Para gozar a plenitud “Gunga Din”, reitero, debemos de hacer marginación de sus componentes ideológicos y aceptar que el rol de los rebeldes tungs, adoradores de la vengativa diosa Kahli, están en la misma densidad que los indios de los westerns, en la mayoría de ellos, como elementos perturbadores que justifican las hazañas guerreras de los blancos, para disfrute del lunetario, que en el momento culminante del asedio al fuerte o a la diligencia, aplaudía a rabiar al escucharse en la lejanía la trompeta que anunciaba la llegada del salvador regimiento de la caballería o, en el caso de “Gunga Din” el sonido de la gaita escocesa, advirtiendo que se acerca, inocentemente, el regimiento británico, al templo de la diosa, guarida de los tungs, quienes los aguardan emboscados, listos para masacrarlos, para en el último momento el aguador “Gunga Din”, en un heroico gesto, toque el clarín para advertirles el peligro, quién se sacrifica por la civilización occidental, para berrinche de los politizados espectadores “tercer mundistas” que siempre hemos visto en esa conducta una mentalidad entregista, pero más allá de eso o antes que nada, lo que encontramos en “Gunga Din” es una muestra de un cine de aventuras, tan regocijante ayer como hoy, con esa actitud tan pragmática y deportiva de los tres sargentos, al vivir sus alocadas aventuras, en la peligrosa India del siglo diecinueve, dominada por la bota de las huestes de la reina Victoria.
Quim Casas en el dossier “Cine de aventuras” publicado en la revista “Dirigido” de España, número 127 y hablando de la importancia de Kipling para el género nos señala: “Gunga Din está inspirada en uno de sus poemas, de la misma forma que sirve de plataforma para “El libro de la selva” (The jungle book, 1942) de Zoltan Korda y Robert Flaherty, y “Kim de la India” (Kim, 1950), de Victor Saville, pero no se trata solamente de la adaptación de sus textos, sino del espíritu que poseían los mismos, que fue recorriendo la mayor parte de la producción cinematográfica centrada en la epopeya colonial.
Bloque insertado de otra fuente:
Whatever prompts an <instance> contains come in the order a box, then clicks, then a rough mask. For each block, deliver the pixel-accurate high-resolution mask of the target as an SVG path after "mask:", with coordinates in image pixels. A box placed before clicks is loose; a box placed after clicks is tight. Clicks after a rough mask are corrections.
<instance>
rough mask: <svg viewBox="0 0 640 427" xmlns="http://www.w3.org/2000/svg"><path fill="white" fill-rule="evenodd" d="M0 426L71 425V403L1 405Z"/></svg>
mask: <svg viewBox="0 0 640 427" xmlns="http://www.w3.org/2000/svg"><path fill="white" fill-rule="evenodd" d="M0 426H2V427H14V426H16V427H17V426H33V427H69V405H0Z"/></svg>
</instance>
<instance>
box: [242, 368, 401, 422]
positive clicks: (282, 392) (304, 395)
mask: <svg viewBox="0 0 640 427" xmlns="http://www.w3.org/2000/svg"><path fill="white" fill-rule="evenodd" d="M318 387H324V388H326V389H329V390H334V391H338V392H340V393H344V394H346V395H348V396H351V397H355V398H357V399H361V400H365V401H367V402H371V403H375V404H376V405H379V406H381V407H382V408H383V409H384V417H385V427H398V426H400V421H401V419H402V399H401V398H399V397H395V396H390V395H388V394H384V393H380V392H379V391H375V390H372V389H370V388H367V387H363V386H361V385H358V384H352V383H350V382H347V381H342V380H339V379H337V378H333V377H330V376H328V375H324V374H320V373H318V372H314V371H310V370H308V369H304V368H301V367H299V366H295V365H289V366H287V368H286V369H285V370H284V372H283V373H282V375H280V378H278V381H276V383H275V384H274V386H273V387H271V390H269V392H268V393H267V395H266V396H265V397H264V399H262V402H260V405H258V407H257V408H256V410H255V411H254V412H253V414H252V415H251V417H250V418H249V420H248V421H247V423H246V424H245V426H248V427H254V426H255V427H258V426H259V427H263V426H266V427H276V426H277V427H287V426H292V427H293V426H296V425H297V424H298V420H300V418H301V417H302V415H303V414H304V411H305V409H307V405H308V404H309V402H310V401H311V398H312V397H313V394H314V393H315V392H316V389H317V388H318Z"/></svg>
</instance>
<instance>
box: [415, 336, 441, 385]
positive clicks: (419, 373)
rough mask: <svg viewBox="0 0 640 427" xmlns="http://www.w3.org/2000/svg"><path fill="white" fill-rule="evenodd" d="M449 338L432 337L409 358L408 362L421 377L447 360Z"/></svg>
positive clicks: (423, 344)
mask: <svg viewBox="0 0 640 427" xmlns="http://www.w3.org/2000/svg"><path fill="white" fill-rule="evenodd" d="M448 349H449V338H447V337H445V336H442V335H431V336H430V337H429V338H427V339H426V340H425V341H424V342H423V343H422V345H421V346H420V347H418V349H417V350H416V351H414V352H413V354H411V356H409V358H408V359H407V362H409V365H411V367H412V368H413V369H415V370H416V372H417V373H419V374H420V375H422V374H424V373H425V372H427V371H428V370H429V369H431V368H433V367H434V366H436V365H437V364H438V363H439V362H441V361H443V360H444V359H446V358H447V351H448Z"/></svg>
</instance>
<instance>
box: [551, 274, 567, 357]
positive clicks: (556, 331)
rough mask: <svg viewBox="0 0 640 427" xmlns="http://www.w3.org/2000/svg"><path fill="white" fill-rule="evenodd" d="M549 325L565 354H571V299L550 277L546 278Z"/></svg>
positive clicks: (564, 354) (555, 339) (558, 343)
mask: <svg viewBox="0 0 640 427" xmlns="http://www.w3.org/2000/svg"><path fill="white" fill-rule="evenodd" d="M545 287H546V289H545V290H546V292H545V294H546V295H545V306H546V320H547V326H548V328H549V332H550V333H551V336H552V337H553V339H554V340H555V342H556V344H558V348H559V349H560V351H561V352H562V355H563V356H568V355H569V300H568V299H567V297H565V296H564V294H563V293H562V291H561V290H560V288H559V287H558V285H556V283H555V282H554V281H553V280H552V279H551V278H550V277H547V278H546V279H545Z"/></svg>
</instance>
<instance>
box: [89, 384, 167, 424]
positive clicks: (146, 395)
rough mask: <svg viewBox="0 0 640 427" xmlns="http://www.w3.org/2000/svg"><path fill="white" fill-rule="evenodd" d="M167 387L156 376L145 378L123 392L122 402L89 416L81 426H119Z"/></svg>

La relación entre indígenas y europeos, la valoración del escenario físico, el concepto romántico del heroísmo como fuente de vida, fueron pasando de las páginas de Kipling a la cámara de Hathaway o Stevens. Siguiendo, pues, esa fuente inspiratoria, las películas citadas se abstraían de su espacio real y delimitaban la aventura en estado puro a través de situaciones muchas veces agobiantes –el fuerte desierto o semidestruido sobre el que se asienta el brillante entramado dramático y la hábil construcción narrativa de ‘Beau Geste’; el constante asedio al fortín de ‘La Ultima Frontera’; la sesión de tortura de ‘Tres Lanceros de Bengala’ o bien tratados elementales sobre la amistad y el aprendizaje en ‘Gunga Din’ con una clara definición de principios sobre el heroísmo y la cobardía”.